Gastronomic Travel: Street Food in Turkey and Egypt

Posted on August 10, 2010 by

While I’m out and about exploring India, this week’s guest post features the nearby shores of Egypt and Turkey. The Egypt Holidays team at Travel Supermarket brings us on a culinary tour through the street food culture and vibrant market scene of these two destinations.

Although I’ve visited both countries on different occasions and scoured their food markets, I’m no expert at Turkish and Egyptian cuisine. So if you’re as much of a foodie as I am, read more to find out these destinations’ essential eats and local fare and you’ll find yourself digging deeper into their world.

Colorful spices in Istanbul's food market

Where to Find Authentic Food in Turkey and Egypt

Take a stroll through a bustling marketplace during your Egyptian or Turkish holiday and you’ll be met with the smell of aromatic spices and freshly grilled meats from stalls, as well as the sounds of street hawkers trying to persuade you to purchase a portion of their delicious delicacies.

Throughout Turkey and Egypt you’ll find street carts selling a variety of delicious tidbits that you can enjoy as you peruse for a bargain or take in the sights, sounds and smells of a marketplace. These small meals are very affordable, so won’t break into your budget too much while you’re on your travels, and can help to fill you up for a day’s exploration.

Street food stall

Quintessential Egyptian Dish: Fuul

Egyptian cuisine tends to include a lot of vegetables and pulses, including chickpeas, which form the basis for one of the national dishes. Fuul is a dish of fava beans that have been cooked, crushed and mixed with onion, garlic, parsley, lemon juice and lashings of olive oil. Often served as a breakfast dish with lots of bread as an accompaniment, it can be a great way of fuelling up for a day of exploring the Pyramids.

Ta'amiya frying Photo by khowaga1

Turkish Breakfast: Kahvalti

In contrast, breakfast in Turkey is known as ‘kahvalti’ – meaning ‘before coffee’ – and consists of a serving of strong black tea that is usually served with simit, a ring of bread that has been sprinkled with sesame seeds. Breakfast accompaniments can also include boiled eggs, melon, olives, spicy sausages (sucuk) and spicy cheese (cokelek).

Spicy Meatballs: Koftes

Koftes are a popular foodstuff that can be found on many a street cart in both countries. These spicy lamb meatballs are usually served with copious amounts of bread and cooling mint yoghurt, helping you to cool your palette of the onion and chilli flavors that add to the flavor.

Meatballs or Kofte

Kebab stand Most Popular Dish: Falafel & Kebabs

A favorite street food in Egypt is falafel, which consists of croquettes of a paste made from chickpeas and fava beans which have been blended with various spices.
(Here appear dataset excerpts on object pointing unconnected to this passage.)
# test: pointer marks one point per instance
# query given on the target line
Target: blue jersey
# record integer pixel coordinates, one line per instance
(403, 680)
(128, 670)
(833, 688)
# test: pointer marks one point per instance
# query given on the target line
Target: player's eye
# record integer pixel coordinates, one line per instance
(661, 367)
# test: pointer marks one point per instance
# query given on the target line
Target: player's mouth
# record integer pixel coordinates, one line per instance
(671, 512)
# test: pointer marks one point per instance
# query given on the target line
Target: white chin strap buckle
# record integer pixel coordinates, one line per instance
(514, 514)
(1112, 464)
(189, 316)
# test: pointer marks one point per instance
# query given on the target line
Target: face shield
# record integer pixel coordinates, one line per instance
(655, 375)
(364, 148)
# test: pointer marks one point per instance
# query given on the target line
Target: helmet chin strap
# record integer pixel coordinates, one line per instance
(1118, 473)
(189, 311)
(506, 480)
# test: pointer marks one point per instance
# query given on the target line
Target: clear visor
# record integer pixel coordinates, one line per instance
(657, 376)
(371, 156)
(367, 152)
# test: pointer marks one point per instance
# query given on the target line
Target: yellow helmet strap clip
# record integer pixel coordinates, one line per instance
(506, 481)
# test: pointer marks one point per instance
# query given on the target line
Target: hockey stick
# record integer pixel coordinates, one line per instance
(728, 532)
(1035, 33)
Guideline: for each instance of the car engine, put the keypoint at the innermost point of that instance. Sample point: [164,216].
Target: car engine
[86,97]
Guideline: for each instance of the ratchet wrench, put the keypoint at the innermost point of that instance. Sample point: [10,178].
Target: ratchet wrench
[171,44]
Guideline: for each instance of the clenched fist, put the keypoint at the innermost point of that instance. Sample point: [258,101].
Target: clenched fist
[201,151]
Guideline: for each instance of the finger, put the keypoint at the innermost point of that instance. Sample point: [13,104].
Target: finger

These are usually served in a pita bread with salad, pickled vegetables and a hummus-style sauce. This quick and wholesome vegetarian option is available for as little as 70p

For something meatier, both countries have a delicious selection of freshly grilled kebabs available, giving you the chance to pick up a filling shish kebab with all the trimmings for around £1.30

Egypt’s Classic Hawker Food: Koshari

For something more filling at lunchtime, the hearty Koshari (often spelt Kushuri) is one of the classic street hawker dishes of Egypt. Consisting of a mixture of chickpeas, lentils and a spiced tomato sauce served over pasta, this hearty dish will help to fill you up during lunchtime, the dish is very cheap and you’d be unlucky to pay any more than around £1.50 for a decent portion.

Turkish Staple Food: Pilav

In Turkey, pilav is another hearty dish that can help to sustain you until dinner time. Pilav is made using a mixture of spiced rice and added ingredients that differ from place to place, including meat and vegetable. So, if you’re feeling experimental there are plenty of variations of this dish for you to try. Pilav is a staple food that is a favourite for street chefs, so finding a portion shouldn’t be too difficult whilst you’re on your travels.

Pilav rice with condiments

Exotic Fare: Kokorec

If you have the stomach for it, there are some more unusual dishes available from street stalls, such as Kokorec, which consists of lamb or goat meat, spiced heavily and wrapped in intestine – most likely to disguise the taste. In the Aegean region of Turkey is another unusual street food of Kelle Sogus, made using various parts of sheep offal, marinated in oil and often served with lavas bread.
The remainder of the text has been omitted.